Se observarmos como foram "financiadas", no primeiro semestre do ano, as forças expansionistas, verificaremos que uma componente irrisória, mas positiva, foi o Tesouro Nacional (8,3 milhões de cruzeiros reais).
Depois tivemos a colocação líquida de 10,1 bilhões de cruzeiros reais de dívida interna e um aumento dos depósitos de renda fixa (1,3 bilhão), largamente compensado por uma redução dos depósitos do FAF (2,4 bilhões).
As contas expansionistas atingiram o montante de 18,7 trilhões de cruzeiros reais e as contracionistas somaram 11,4 trilhões. Como foi "financiada" a diferença? Por uma expansão da base monetária de 7,3 trilhões.
O papel-moeda emitido foi de 5,2 trilhões e as reservas bancárias no BC cresceram 2,1 trilhões.
Como insistimos, desde 1992, a acumulação de reservas internacionais foi mais uma vez a principal responsável pela variação da base (que cresceu 500% no semestre e atingiu uma expansão anual de 4.900%) e pelo aumento do endividamento interno (10,1 trilhões).
É evidente, o Banco Central não poderia entrar no real com a sinistra combinação de política de juros estapafúrdia e câmbio fixo que vinha praticando.

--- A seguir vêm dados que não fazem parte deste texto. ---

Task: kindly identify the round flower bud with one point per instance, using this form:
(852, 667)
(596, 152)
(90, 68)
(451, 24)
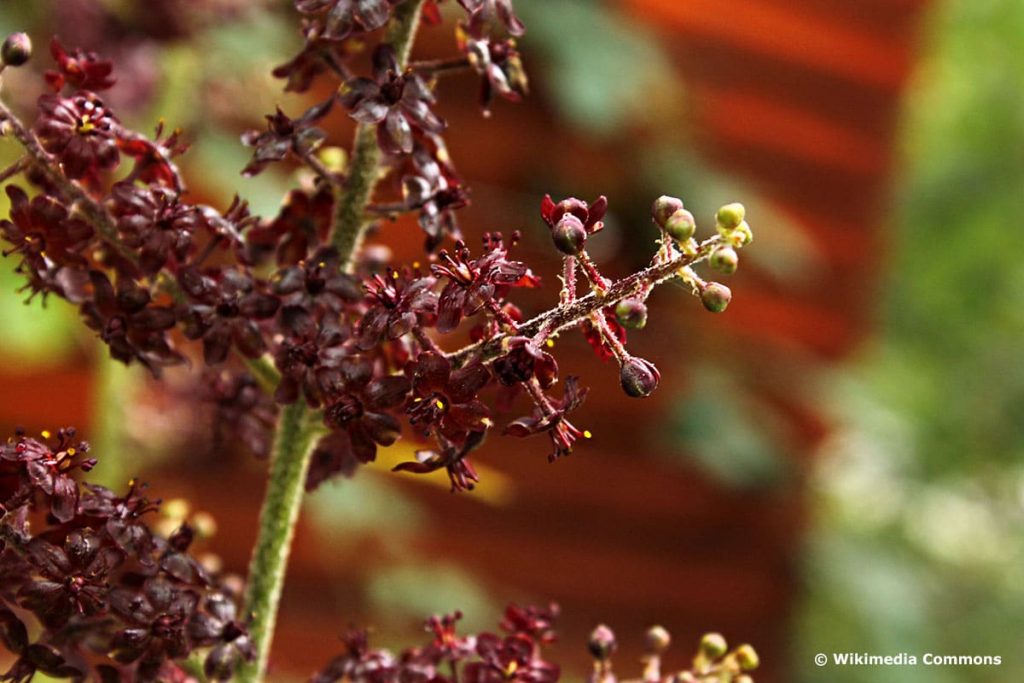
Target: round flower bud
(664, 207)
(725, 260)
(569, 235)
(713, 645)
(748, 657)
(741, 236)
(638, 377)
(16, 49)
(681, 225)
(656, 639)
(716, 297)
(730, 215)
(601, 643)
(632, 313)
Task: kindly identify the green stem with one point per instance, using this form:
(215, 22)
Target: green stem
(298, 428)
(349, 219)
(292, 451)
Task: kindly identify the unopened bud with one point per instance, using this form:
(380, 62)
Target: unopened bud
(632, 313)
(748, 657)
(656, 639)
(664, 207)
(601, 643)
(716, 297)
(713, 645)
(569, 235)
(725, 260)
(741, 236)
(16, 49)
(638, 377)
(681, 225)
(730, 215)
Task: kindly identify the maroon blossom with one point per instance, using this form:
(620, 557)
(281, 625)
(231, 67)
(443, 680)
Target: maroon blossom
(154, 221)
(83, 71)
(550, 418)
(80, 131)
(226, 305)
(128, 321)
(285, 135)
(511, 658)
(397, 102)
(340, 17)
(478, 284)
(50, 244)
(400, 301)
(444, 400)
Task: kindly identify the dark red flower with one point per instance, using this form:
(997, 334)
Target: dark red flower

Como os juros (por outros motivos) teriam de permanecer muito altos no início do programa e ir se reduzindo à medida em que a econômica se remonetiza, o BC tinha que manter o controle dessa monetização.
Isso implicava eliminar o setor externo como fonte expansionista. A forma mais "limpa" de fazer isso é introduzir um sistema de câmbio flexível, desde que todas as compras e pagamentos (privadas e governamentais) e todas as vendas e recebimentos (privados e governamentais) sejam feitos no mercado.
A taxa de câmbio nominal continua, obviamente, influenciada pelo diferencial de taxas de juros reais interna e externa.
A taxa de câmbio real, que controla o fluxo de exportações e importações e, através dele, influencia a demanda global, depende da taxa de câmbio nominal e dos preços externos e internos. É ela que estabelece o equilíbrio no mercado de bens e serviços.
Antonio Delfim Netto escreve às quartas-feiras nesta coluna.